The battleground might be far from home, but the repercussions will be felt keenly in South Africa. Healthcare activists have warned that the result of the court battle in question, between pharmaceuticals giant Novartis and the Indian government, could set a dangerous precedent that will impede local access to affordable drugs.
On Thursday healthcare NGOs, supported by doctors, lawyers and academics, marched to Parliament to warn about the impact the lawsuit may have on access to healthcare in South Africa.
Sydney Makgai, a person living with HIV who relies on generic medicines, called on Novartis to drop the case. "This may be about profits for them, but it is about life and death for me," he said.
Novartis has challenged a provision in Indian patent law, which prevents drug companies from extending monopolies on life-saving drugs. India produces 80% of the antiretrovirals (ARVs) used in Africa and victory for the pharmaceutical company could endanger the supply of cheap generic drugs to developing countries.
Novartis has challenged section 3(d) of the Indian Patent Act, which was instrumental in blocking its application to patent the leukemia drug Gleevec. Section 3 (d) prevents companies from patenting old drugs that differ only slightly in formulation but not in their action or effectiveness, and from patenting an old drug for which a new use has been found. India’s patent law is in line with international trade agreements, which allow countries the flexibility to circumvent patent rights in order to improve access to essential medicines.
Novartis says the case is about protecting intellectual property to advance the development of medicines, and not about changing access to medicines. "We strongly believe safeguarding incentives for innovation through the granting of patents leads to better medicines for patients without options," it said.
Daygan Eagar, a researcher at health lobby group Section27, said if Novartis wins the case, it would complicate matters when South Africa sets about trying to change its patent laws. "Our government looks to India for guidance on these issues. If they start reversing this legislation and start allowing for new patents on old drugs, it becomes difficult for us to convince our government to work towards a more progressive legislative approach to patents, particularly drug patents," he said.
Eagar said the argument that pharmaceutical companies need to hold on to patents in order to recover the costs of developing of don't hold water. "Many of the drugs we're talking about have come off patent and companies are looking at ways to put them back on patent and continue to profit off them," he said.
"Those [concerns] need to be balanced with patient rights and human rights."
Gleevec generated sales of $4.7-billion (R38.5-billion) for Novartis last year.
Leena Menghaney, manager of Médecins Sans Frontières’s (MSF’s) Access Campaign in India, pointed out the huge difference that generics and competitive pricing can produce. In South Africa, Gleevec is available in the private sector for R862 per 400mg; while in India, a generic version of the same drug is available from generic drug company Cipla for just R86.
"The Indian [patent] system is quite unique and it’s worth protecting for developing countries," said Menghaney, adding that some developing countries are now considering ways to implement similar, more stringent systems for examining and approving patents.
"Pharmaceutical companies don’t want the system to be replicated across the developing world and that's why this is becoming one of the biggest patent fights in the world," she said.

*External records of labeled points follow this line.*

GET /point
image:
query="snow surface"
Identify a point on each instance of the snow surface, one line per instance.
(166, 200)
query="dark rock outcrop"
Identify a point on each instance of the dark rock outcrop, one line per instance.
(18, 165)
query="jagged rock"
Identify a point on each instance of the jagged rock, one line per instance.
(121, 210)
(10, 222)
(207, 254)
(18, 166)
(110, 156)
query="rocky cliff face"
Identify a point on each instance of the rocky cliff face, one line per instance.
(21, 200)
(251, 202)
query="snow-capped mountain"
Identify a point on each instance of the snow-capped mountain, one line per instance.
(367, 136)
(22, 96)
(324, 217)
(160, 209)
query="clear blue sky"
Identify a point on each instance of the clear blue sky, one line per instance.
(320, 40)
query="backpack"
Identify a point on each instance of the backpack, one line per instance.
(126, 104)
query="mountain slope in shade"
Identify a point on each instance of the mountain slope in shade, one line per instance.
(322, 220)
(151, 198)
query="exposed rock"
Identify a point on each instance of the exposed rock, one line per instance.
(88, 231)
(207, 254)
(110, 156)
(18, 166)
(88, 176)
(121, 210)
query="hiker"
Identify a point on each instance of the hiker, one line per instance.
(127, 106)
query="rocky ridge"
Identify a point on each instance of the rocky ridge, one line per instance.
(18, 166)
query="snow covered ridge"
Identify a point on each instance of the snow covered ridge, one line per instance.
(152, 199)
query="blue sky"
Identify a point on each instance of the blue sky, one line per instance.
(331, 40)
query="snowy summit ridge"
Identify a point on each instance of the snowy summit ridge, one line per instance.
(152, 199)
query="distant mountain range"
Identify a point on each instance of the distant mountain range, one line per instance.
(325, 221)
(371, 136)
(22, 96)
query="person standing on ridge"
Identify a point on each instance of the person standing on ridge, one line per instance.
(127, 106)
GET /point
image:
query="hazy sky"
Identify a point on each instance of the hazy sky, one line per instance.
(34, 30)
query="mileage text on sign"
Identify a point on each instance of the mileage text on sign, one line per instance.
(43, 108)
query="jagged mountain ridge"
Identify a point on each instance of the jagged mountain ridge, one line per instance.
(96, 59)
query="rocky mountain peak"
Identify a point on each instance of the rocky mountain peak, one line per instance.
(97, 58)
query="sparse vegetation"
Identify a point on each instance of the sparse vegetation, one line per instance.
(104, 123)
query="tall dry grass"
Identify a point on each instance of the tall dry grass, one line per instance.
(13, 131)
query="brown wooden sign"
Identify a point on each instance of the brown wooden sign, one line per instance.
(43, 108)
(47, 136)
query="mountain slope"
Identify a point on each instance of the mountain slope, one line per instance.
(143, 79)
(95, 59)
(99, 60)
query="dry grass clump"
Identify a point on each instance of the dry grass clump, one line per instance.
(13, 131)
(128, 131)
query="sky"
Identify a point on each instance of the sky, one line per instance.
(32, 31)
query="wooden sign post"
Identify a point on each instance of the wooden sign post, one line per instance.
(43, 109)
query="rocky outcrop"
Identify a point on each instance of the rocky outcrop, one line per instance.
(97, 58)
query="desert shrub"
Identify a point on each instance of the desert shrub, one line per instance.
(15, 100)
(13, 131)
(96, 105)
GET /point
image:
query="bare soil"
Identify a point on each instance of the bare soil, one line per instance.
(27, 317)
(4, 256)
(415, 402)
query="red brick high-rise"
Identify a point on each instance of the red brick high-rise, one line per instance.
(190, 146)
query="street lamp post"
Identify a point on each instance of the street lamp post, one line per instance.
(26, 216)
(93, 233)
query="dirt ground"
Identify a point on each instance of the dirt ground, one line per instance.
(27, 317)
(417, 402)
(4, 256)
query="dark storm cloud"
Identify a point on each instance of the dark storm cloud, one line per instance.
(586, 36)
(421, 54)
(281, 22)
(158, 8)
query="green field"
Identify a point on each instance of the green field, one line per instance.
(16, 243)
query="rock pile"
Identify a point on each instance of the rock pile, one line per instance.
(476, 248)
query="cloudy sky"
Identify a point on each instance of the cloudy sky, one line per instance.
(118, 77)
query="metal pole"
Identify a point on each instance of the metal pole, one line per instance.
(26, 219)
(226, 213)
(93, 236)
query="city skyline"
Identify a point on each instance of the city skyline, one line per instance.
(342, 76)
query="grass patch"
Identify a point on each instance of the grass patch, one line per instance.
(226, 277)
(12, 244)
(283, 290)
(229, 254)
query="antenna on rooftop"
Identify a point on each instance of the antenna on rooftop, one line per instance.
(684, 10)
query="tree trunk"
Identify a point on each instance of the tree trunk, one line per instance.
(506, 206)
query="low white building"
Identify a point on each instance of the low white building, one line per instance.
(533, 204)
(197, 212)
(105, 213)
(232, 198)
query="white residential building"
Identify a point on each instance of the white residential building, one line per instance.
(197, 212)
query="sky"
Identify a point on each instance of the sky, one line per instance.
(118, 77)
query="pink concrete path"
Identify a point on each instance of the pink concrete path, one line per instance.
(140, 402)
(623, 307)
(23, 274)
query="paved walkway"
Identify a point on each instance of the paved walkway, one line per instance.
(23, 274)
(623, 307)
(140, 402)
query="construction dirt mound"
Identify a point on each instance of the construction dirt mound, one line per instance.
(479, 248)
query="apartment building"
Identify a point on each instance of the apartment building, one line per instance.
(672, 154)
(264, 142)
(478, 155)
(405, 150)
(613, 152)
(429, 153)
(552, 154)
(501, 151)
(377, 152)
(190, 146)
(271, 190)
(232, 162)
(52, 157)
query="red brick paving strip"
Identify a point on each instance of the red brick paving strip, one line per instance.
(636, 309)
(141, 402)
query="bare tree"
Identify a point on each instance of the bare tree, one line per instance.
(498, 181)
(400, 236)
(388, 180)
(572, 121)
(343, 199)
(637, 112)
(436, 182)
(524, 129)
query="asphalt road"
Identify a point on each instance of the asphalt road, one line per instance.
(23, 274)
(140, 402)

South Africa is already investigating ways to tighten up its patent laws. MacDonald Netshitenzhe, chief director of policy and legislation at the department of trade and industry, said a draft policy on intellectual property will soon be made available for public comment. "We’re putting the final touches on it, and it will go to Cabinet soon – at the end of this month or in August," he said.
The current system for approving patents has been criticised for allowing companies to register new patents for old drugs to which minor changes have been made or for which new uses have been found. This allows companies to extend the period in which they can hold a monopoly on a drug, and prevents other companies from developing cheaper generics.
Netshitenzhe said the government is considering ways to incrementally introduce a system of substantive examination that would investigate whether a product is new and inventive, alongside the existing system. "In the policy we're saying, why can't we use both," he said.
Catherine Tomlinson, senior researcher for the Treatment Action Campaign (TAC), said access to cheap and effective generics is essential to dealing with public healthcare problems. "We saw this with first line medicines [for HIV]," she said.
In 2001, an umbrella group comprised of 39 pharmaceutical companies sought to prevent the South African government from making changes to the Medicines and Related Substances Act in order to import cheap generics into the country.
The case, which drew huge international media coverage, was dropped after it became apparent that the pharmaceutical companies would have to divulge sensitive and possibly damaging information concerning business practices, pricing guidelines and profit levels.
It was a public relations disaster for the pharmaceuticals giants and a coup for activists seeking to broaden access to healthcare. The cost of first-line drugs for HIV treatment plummeted once generics became available.
"In [the year] 2000 they cost R75 000 per patient per year. Those same medicines are now being purchased for less than R1 500 per patient per year," she said.
"It was only when these generics became available at low prices that they were rolled out. Now South Africa has the largest ARV programme in the world."
Tomlinson pointed out that third-line medicines for HIV are still under patent and so are not provided in the public sector because, at a cost of R35 000 per patient per year, they're too expensive.